Since they can't speak, cats talk in their own nonverbal ways, namely through body language. These signals are often displayed before a cat gets angry enough to lash out - we often just don't see them, or don't know they're there. For instance, when you're petting your cat and they suddenly swat at you, seemingly out of the blue.
Here are 6 subtle signals your cat may be giving you to show they're getting upset.
1. Pay Attention to The Tail
Most seasoned cat owners know that cats communicate largely with their tails. For new cat owners, it can be a bit difficult to discern what these tail positions mean! If your cat's tail starts lashing back and forth, looking almost like a dog wagging its tail, it indicates your cat is upset. Unlike a dog wagging its tail in excitement or happiness, a cat with a tail whipping back and forth is irritated, angry, and probably about to pounce!
2. Don't Forget the Ears
A cat's ears are more than just cute little satellites. They're also a way for your cat to communicate with you - and other animals. If a cat is feeling threatened or upset, their ears will turn flat and toward the side. They look almost like airplane wings! This also helps buffer any upsetting sound that comes from that direction - but they're also more protected from any attackers. Owners can consider this to be early ear-warnings to back off and stop whatever has prompted the cat to feel threatened.
If your cat is past uneasy or anxious, and straight-up angry or scared, their ears will be pinned flat to their head. This is usually when a cat feels cornered or in danger, and is likely to lash out and protect itself.
3. It's All In the Eyes
Constricted pupils can indicate your cat is agitated or angry. If your cat’s eyes are big and round and their pupils are the size of pinpricks, it doesn't necessarily mean they're angry. But pair constricted pupils with a lashing tail, and your cat is definitely trying to let you know they're upset about something.
4. The Cold Shoulder
Some cats that are more reserved in showing their affection will often show they love their humans by actually being in the same room as them - and even following them from room to room when they move. If a cat is mad or annoyed with you, they might leave the area you're in or sit and stare at you from across the room, just observing your movements. Sometimes it's best to just give your cat some space to calm down, especially if there is something that is stressing them out.
5. They Get Twice as Fluffy
When a cat is feeling uneasy, gets suddenly startled, or is extremely upset, their fur will puff up. This is something of a defense mechanism - when they fluff up all their fur, they look much bigger and much more intimidating.
6. The Stare Down
In the animal world, prolonged eye contact is seen as an act of aggression and dominance. So if your cat is staring you down with those thin, constricted pupils ... well, you get the drift by meow!

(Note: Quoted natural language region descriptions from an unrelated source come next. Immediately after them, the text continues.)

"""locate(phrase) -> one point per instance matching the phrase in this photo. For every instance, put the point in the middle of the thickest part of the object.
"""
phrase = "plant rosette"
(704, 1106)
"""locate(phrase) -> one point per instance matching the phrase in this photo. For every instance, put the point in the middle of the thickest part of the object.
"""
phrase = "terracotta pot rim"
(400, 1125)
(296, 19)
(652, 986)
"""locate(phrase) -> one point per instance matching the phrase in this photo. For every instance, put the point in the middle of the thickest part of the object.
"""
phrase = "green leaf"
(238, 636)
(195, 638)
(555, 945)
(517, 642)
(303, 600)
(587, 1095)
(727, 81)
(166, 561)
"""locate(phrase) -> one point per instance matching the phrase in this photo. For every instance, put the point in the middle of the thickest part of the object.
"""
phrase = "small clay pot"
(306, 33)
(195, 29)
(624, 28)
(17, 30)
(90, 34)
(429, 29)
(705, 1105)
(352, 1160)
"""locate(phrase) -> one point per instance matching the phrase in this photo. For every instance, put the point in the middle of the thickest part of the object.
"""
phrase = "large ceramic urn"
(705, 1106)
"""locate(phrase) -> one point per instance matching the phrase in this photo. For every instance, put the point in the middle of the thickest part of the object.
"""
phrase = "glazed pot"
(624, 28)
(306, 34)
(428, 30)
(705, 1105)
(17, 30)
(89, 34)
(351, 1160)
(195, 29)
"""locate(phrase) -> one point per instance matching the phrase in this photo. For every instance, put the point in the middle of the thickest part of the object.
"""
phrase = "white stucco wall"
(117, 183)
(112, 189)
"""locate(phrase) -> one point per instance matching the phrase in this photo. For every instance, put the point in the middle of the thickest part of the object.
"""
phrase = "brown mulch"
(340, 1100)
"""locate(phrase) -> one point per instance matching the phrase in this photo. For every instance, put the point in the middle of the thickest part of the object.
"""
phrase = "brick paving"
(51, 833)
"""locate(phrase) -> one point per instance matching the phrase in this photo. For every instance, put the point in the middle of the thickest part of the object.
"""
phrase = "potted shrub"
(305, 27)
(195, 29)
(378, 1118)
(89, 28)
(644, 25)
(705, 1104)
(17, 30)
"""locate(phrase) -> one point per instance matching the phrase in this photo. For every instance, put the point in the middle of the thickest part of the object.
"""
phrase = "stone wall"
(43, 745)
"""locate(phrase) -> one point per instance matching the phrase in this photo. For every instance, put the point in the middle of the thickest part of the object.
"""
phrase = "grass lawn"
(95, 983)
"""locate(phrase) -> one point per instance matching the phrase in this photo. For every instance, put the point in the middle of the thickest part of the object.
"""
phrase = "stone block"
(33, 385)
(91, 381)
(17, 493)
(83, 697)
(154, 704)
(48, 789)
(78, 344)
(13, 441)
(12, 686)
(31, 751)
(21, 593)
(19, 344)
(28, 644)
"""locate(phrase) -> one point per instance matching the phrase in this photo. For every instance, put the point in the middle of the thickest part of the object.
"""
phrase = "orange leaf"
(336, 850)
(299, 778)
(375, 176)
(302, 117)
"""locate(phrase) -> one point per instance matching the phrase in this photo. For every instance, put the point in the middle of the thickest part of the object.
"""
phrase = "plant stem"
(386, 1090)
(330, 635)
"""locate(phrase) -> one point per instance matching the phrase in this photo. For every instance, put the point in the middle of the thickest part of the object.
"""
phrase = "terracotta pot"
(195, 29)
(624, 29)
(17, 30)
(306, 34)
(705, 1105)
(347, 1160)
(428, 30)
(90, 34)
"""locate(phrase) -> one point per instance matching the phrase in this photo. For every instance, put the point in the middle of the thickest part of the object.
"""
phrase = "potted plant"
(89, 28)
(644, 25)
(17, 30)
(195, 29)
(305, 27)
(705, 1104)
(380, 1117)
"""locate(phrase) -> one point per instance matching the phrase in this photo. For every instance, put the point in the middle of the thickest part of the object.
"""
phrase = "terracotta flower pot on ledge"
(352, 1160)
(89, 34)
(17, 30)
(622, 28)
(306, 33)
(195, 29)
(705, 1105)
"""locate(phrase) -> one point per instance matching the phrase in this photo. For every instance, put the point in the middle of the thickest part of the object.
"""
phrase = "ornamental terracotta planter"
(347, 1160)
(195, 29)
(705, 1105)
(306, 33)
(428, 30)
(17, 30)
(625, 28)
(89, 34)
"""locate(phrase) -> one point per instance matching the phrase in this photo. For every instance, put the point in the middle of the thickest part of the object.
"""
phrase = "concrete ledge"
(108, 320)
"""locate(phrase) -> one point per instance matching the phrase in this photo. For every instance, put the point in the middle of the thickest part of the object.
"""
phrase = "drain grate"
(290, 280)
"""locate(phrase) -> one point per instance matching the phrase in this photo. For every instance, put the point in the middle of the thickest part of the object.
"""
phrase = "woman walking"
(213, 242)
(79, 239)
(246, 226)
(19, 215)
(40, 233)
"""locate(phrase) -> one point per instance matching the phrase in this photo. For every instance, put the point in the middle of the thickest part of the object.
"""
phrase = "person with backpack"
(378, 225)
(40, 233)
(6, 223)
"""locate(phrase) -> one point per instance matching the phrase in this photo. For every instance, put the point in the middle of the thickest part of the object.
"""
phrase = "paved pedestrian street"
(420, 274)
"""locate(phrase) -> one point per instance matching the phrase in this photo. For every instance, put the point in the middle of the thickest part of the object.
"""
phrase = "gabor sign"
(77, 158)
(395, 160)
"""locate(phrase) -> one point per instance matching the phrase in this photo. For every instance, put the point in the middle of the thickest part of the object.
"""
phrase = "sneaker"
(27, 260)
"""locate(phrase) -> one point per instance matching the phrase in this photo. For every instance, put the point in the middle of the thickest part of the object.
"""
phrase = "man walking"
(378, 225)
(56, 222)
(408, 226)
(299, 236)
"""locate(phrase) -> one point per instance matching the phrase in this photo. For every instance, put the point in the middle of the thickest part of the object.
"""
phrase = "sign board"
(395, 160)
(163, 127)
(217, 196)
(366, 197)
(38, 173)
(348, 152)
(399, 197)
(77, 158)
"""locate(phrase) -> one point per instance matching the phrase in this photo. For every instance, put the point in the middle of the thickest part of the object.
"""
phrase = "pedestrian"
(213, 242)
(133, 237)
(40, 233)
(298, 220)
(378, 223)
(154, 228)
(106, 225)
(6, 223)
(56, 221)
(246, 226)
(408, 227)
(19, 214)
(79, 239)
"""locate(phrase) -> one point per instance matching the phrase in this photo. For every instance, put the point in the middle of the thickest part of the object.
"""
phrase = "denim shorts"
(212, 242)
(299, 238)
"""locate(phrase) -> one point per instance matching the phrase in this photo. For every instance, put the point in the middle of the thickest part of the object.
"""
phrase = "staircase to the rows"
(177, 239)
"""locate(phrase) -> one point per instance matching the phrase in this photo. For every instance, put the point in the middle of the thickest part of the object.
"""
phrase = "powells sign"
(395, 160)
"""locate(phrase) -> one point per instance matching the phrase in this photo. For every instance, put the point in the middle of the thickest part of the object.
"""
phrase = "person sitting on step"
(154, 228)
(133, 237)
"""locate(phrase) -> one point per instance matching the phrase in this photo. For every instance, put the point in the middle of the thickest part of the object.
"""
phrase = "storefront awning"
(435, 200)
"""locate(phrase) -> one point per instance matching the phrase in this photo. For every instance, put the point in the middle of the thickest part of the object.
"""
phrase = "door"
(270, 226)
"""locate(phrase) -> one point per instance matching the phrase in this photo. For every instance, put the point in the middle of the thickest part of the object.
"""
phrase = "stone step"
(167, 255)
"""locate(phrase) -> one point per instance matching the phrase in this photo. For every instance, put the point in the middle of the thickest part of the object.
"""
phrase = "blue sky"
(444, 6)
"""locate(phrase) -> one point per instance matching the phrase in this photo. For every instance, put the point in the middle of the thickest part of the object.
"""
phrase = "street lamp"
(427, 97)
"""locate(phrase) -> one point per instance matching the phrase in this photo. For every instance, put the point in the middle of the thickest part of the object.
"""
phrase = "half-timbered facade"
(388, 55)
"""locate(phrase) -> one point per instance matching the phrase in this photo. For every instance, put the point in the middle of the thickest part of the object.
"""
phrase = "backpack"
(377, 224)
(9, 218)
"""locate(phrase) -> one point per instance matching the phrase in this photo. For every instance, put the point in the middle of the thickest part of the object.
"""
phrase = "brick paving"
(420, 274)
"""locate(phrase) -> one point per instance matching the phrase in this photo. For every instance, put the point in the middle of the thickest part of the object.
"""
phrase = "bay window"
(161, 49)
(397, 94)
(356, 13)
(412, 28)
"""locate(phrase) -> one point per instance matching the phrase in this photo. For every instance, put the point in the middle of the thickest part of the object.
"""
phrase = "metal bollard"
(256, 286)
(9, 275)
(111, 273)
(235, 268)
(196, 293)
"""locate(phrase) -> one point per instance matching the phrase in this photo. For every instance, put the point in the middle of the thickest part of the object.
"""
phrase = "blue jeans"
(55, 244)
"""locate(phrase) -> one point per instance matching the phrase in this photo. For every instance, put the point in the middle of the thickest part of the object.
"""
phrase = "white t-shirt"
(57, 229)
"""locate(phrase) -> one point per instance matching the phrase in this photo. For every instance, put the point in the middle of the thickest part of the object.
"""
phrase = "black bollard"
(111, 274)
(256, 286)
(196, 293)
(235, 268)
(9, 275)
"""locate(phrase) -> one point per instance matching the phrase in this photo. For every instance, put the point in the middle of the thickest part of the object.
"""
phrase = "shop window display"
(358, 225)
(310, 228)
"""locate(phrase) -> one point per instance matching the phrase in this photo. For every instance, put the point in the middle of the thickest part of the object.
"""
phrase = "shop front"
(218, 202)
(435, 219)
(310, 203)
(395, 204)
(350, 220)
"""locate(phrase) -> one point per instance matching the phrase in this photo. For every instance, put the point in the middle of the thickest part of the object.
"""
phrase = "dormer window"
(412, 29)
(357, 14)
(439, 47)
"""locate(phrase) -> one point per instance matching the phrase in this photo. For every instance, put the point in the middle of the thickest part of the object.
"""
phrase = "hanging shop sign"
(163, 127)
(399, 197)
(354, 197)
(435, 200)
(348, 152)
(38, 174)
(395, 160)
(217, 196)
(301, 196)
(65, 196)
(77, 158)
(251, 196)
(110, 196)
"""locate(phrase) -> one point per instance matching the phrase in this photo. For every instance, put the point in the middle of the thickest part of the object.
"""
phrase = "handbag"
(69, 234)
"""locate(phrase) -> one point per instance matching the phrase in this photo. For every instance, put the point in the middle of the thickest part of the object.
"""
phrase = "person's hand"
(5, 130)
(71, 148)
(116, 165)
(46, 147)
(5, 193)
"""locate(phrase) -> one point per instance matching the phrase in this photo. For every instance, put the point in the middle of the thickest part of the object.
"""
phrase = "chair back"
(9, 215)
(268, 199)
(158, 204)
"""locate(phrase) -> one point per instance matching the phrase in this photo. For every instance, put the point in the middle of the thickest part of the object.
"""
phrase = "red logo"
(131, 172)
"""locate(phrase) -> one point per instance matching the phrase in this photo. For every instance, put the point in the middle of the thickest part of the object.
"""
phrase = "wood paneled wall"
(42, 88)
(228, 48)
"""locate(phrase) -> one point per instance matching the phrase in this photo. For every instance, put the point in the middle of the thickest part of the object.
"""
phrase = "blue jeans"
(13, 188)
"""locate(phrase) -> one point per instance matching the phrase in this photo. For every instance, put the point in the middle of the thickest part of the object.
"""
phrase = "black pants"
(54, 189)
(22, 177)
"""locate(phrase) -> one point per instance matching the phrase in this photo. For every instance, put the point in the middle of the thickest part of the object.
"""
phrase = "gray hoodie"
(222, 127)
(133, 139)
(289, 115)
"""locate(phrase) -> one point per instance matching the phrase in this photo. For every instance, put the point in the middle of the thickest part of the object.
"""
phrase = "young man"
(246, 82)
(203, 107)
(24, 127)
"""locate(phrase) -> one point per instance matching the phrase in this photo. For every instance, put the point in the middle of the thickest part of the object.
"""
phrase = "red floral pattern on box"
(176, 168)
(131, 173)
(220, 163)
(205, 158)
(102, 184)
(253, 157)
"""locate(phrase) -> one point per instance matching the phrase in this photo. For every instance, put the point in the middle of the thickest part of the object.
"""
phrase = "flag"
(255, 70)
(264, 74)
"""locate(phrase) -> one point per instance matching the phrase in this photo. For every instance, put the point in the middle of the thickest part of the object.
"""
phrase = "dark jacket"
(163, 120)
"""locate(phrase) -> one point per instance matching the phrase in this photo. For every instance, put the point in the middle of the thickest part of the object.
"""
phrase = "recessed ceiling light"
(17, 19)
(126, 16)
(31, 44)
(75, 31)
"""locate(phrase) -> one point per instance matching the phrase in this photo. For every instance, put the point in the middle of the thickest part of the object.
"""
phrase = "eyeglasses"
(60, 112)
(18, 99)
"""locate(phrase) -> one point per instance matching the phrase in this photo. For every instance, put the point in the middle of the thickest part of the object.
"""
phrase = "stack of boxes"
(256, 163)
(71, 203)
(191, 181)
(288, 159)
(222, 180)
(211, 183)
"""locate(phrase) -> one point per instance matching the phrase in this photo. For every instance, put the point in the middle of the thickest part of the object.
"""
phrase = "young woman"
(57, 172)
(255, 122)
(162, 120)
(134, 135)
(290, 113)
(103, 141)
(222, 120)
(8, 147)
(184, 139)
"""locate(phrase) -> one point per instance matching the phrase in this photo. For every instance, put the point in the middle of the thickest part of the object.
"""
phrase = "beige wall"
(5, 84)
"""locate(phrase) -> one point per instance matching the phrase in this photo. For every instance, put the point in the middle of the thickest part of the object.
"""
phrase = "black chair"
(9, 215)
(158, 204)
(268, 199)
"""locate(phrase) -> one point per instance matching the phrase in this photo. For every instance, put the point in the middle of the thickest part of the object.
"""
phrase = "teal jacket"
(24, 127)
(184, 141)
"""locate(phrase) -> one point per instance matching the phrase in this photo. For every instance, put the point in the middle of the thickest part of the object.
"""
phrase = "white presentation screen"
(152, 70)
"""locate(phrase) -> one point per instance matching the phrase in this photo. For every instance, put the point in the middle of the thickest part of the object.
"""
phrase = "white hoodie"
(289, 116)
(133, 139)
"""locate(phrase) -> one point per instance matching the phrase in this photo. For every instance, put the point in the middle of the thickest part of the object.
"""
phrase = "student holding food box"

Causes of Stress/Upset in Cats
And while a grumpy kitty every now and then is to be expected (like with any animal), if it happens more often than usual, it might be time to try and get to the bottom of why. Is your cat stressed or maybe unhappy? Here are some causes to consider.
- Environmental changes, such as the introduction of a new household member or change in the physical environment (construction, etc)
- A sudden change in daily routine
- A "boring" household environment that doesn't allow for normal cat behaviors like hunting, scratching and territory "marking"
- Conflicts between cats or other animals caused by the introduction of a new pet into the household
- The loss of another companion pet or owner.